The tall boy with the easy grin in the back row motioned me over. I walked over to his desk, and his hand continued to beckon. He wanted me to crouch down so he could whisper me something.
"Okay, I've got a problem, and, I have a solution," he whispered, with a sense of urgency.
We were in the middle of our summer reading quiz. He seemed to have his speech memorized.
"I didn't really do my summer reading. See, what had happened was, I got the assignment late, and then I had a real busy summer, and, you see, I, uh, don't read that well, and I just couldn't read the books that fast." (Note: "what had happened was" is perhaps my favorite piece of Baltimore youth dialect.)
His eyes averted my gaze when he gave me that last fact.
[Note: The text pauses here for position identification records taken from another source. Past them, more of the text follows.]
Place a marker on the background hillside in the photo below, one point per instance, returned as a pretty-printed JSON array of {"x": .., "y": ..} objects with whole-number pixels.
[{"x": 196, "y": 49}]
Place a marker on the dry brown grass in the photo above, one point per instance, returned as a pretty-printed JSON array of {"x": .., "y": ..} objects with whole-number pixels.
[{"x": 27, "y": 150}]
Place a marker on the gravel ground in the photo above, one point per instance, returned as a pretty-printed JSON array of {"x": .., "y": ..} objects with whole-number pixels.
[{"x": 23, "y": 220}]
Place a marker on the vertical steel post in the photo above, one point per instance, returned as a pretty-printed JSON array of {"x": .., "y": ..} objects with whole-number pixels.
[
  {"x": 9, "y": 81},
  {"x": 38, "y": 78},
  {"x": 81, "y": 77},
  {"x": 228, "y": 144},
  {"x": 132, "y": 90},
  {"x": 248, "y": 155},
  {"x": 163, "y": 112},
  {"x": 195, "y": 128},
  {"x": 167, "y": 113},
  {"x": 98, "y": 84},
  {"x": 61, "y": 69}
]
I nodded, waiting for his "solution" to the problem. As a rule, I kind of hate the way we do 9th grade summer reading, at leat a bit. Before the 9th grade, I've never met these kids; I don't know what level they're at. I don't even know if they receive or understand the assignment. I definitely want the kids reading in the summer, but hate many aspects of how we bring that goal about where I teach. I wish our 9th grade summer reading assignment were one long book the kids have to read (this year, it was three, two for English and one for Humanities), and wish we had a departmental policy about students who don't receive the assignment. I get resistance with both of these motions.
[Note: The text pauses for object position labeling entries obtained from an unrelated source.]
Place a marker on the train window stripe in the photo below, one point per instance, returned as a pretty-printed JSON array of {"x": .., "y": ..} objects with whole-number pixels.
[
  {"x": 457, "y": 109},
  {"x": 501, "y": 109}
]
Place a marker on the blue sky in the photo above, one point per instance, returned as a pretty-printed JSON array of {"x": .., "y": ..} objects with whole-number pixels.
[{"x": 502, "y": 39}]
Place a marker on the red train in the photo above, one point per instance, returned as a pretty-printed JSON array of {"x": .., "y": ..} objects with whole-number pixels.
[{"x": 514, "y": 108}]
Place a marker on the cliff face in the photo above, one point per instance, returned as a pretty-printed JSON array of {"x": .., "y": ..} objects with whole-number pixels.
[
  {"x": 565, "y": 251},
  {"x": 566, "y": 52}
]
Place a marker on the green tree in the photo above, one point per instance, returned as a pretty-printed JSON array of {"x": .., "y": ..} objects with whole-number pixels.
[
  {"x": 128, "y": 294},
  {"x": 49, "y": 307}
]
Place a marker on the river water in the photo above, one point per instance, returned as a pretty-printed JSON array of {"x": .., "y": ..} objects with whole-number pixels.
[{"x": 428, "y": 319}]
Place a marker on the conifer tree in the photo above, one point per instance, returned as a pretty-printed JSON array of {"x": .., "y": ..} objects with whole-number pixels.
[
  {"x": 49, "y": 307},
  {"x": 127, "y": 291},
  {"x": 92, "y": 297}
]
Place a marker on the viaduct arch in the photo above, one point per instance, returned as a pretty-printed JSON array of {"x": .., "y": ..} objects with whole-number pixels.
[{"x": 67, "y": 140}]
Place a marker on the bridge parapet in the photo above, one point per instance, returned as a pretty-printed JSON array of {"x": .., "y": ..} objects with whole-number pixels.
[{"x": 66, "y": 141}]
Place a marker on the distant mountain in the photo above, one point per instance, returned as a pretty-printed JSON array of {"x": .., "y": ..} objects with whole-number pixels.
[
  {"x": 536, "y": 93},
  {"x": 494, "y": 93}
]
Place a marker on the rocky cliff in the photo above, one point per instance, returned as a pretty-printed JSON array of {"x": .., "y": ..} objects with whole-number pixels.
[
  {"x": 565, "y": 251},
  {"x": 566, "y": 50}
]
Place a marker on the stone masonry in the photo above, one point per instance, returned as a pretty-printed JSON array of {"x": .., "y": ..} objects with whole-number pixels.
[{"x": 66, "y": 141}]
Ironically, I kind of find myself in charge of summer reading for my department, mostly because no one else seems to want to do it. See, I do like the idea of summer reading, and like what I hear other schools doing. And I love studying the Summer Reading table at Barnes & Noble. With this in mind, I do my best to make the task as palatable as I can for the kids within the system under which I teach. I have integrated choice into the summer reading novels, so now students at least get to choose much of what they read from a list. I have de-emphasized their importance during the school year, so kids don't automatically fail if they haven't read the books. I have, at least in my own classroom, brought some sort of flexibility in terms of late additions or derilect parents who don't go to spring orientation and don't make their kids go to Summer Bridge. Not the kid's fault, so I try not to make it irrevocably hurt them. One they are under my care at the school, I can hold them accountable for things they do not do, regardless of parental involvement (obviously some will have to work much harder because their parents are completely uninvolved, and I tell them that - that they must work harder), but find it very hard, and a bit immoral, to hold them accountable for summer work if they never receive it.
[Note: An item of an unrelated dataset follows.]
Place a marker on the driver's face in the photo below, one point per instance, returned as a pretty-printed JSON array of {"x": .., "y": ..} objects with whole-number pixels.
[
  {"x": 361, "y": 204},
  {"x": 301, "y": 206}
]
I've never been totally successful with making summer reading a totally educational sound entity at my school, but like a lot of the direction that it's heading. Basically, I want the kids reading and thinking over the summer. This year's participation is much better than last year's, so that's progress.
Anyhow, I looked down at the kid, waiting for his solution.
He had waited for the first part of his memorized speech to sink in.
"So, my solution, is that I'm going to work really hard this year, and make sure this never happens again. I'll make up these points by working ahead and doing any extra credit. And I promise you I'll always have my reading done from here on out."
I've never heard a better solution. He'll be a little behind after failing the little summer reading quizzes, but we start Fences on Wednesday and I'm sure he'll be into that.